# ISO Recipe for Dave Hutchins' Spice Blend



## Barbara L (Sep 15, 2009)

I'm just curious--Did Dave happen to give any of you the recipe for his spice blend?  I use it all the time, and I know it won't last forever, so I would like to duplicate it if I can.  I know it has a lot of different spices, and I know what some of them are but not all.  

Barbara


----------



## SierraCook (Sep 19, 2009)

Here you go, Barbara.  I copied this a long time ago from one of Dave's posts.   Obviously, you will have to reduce the ingredients or you will have way more than you need or want to have.  

SC

Chef’s salt

 6# kosher salt 
 2# sugar
 2 oz.
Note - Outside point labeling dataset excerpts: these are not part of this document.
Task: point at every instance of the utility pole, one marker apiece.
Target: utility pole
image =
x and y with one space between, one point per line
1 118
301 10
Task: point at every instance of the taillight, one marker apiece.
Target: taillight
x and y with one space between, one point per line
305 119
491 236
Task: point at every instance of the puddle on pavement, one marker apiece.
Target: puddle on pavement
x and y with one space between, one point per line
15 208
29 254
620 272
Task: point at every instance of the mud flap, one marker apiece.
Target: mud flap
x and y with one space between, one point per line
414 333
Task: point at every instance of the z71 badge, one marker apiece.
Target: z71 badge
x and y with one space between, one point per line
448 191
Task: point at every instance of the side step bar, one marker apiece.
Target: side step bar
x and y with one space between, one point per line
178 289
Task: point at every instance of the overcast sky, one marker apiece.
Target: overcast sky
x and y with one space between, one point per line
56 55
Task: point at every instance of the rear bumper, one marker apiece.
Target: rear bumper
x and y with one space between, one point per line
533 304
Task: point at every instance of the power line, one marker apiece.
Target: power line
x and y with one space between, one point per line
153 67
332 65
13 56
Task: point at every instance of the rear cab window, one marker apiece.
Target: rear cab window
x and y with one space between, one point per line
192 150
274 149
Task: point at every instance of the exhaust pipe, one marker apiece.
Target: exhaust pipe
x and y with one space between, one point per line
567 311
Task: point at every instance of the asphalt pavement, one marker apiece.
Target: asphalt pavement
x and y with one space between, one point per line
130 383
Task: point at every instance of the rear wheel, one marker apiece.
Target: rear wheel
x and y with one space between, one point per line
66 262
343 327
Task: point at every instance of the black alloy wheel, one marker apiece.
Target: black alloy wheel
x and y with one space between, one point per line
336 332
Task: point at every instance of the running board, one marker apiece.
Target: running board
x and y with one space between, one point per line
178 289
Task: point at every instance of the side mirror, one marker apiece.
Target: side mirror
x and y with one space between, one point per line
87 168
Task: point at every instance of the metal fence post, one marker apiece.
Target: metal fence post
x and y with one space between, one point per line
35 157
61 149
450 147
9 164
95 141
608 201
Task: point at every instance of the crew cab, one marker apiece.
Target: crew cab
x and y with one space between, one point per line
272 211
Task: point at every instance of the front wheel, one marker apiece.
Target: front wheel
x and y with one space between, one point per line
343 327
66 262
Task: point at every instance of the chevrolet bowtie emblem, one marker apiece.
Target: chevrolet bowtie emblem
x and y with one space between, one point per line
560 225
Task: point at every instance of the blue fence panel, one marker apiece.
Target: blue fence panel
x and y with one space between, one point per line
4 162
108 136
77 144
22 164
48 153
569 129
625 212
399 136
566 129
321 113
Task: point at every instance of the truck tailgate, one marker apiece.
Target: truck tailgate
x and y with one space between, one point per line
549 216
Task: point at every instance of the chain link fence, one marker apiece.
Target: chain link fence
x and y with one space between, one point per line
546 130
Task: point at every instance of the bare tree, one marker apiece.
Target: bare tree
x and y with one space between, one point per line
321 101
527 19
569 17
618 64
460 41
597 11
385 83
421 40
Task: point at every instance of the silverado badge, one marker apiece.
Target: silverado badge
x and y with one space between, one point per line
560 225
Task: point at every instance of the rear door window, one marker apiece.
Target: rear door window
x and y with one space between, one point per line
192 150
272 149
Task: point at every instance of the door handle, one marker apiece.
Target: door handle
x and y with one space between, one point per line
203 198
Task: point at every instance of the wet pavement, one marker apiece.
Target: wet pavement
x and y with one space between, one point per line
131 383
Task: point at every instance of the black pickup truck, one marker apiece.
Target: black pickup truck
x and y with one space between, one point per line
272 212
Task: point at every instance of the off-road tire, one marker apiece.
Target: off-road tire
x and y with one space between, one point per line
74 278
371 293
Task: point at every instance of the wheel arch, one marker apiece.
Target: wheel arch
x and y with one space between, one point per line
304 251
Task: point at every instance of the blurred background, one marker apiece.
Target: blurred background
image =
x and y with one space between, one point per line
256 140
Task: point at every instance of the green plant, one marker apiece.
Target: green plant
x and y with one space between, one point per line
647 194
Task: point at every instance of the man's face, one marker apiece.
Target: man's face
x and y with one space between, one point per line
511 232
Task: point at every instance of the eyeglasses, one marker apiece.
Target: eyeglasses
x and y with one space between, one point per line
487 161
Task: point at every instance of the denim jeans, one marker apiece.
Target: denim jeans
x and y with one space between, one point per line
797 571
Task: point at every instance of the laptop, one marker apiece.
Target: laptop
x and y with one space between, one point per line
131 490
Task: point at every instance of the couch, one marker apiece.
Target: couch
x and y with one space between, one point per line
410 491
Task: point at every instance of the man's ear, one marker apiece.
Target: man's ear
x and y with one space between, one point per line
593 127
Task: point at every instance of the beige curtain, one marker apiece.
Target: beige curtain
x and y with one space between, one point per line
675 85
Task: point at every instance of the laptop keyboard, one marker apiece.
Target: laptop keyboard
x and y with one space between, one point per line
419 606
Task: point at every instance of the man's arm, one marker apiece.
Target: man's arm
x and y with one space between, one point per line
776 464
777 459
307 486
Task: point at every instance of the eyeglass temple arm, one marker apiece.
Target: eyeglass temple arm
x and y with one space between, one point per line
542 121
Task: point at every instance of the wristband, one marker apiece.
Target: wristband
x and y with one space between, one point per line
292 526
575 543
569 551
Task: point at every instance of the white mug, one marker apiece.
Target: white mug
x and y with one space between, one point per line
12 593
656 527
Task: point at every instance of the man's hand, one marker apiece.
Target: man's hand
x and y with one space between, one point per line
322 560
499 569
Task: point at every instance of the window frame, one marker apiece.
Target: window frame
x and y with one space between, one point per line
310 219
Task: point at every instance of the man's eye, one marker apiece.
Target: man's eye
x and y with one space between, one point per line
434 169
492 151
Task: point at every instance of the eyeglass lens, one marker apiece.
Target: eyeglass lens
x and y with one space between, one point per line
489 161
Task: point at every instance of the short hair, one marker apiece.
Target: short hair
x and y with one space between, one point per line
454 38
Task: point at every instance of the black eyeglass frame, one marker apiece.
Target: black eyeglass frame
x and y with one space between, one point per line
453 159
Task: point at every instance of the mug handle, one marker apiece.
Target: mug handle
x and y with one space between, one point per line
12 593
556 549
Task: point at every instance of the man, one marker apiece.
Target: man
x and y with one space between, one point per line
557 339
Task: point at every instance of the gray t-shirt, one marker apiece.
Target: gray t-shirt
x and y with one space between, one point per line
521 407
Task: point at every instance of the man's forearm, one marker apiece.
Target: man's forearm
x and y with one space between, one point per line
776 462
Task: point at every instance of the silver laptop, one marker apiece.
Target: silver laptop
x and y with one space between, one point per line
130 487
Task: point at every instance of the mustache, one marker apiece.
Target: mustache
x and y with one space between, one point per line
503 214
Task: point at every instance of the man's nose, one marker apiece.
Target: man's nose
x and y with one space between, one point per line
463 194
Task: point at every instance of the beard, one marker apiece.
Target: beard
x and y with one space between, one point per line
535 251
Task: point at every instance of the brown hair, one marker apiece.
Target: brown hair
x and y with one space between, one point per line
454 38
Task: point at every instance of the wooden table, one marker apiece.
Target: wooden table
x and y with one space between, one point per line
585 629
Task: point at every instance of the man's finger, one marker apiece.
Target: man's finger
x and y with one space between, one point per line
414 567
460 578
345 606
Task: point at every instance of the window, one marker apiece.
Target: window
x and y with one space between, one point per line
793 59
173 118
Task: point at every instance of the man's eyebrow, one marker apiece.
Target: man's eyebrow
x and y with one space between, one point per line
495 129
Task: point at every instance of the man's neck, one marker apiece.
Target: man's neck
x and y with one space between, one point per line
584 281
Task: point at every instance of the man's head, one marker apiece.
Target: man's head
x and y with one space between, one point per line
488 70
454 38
Cayenne pepper 
 1# fresh cracked Black Pepper
 2 oz celery salt
 2 oz granulated Garlic
 2 oz Colman’s dry mustard
 1# MSG –Accent--- Aji No Moto,  Optional

  Mix very well and keep in an air tight jar.


----------



## Barbara L (Sep 19, 2009)

Thank you!  I still have most of a bottle, but I will copy and save this so that I can make more later.  

Barbara


----------



## jabbur (Sep 19, 2009)

That sounds good!  What all do you use it on Barbara?  It sounds like a great mix for grilled meats.


----------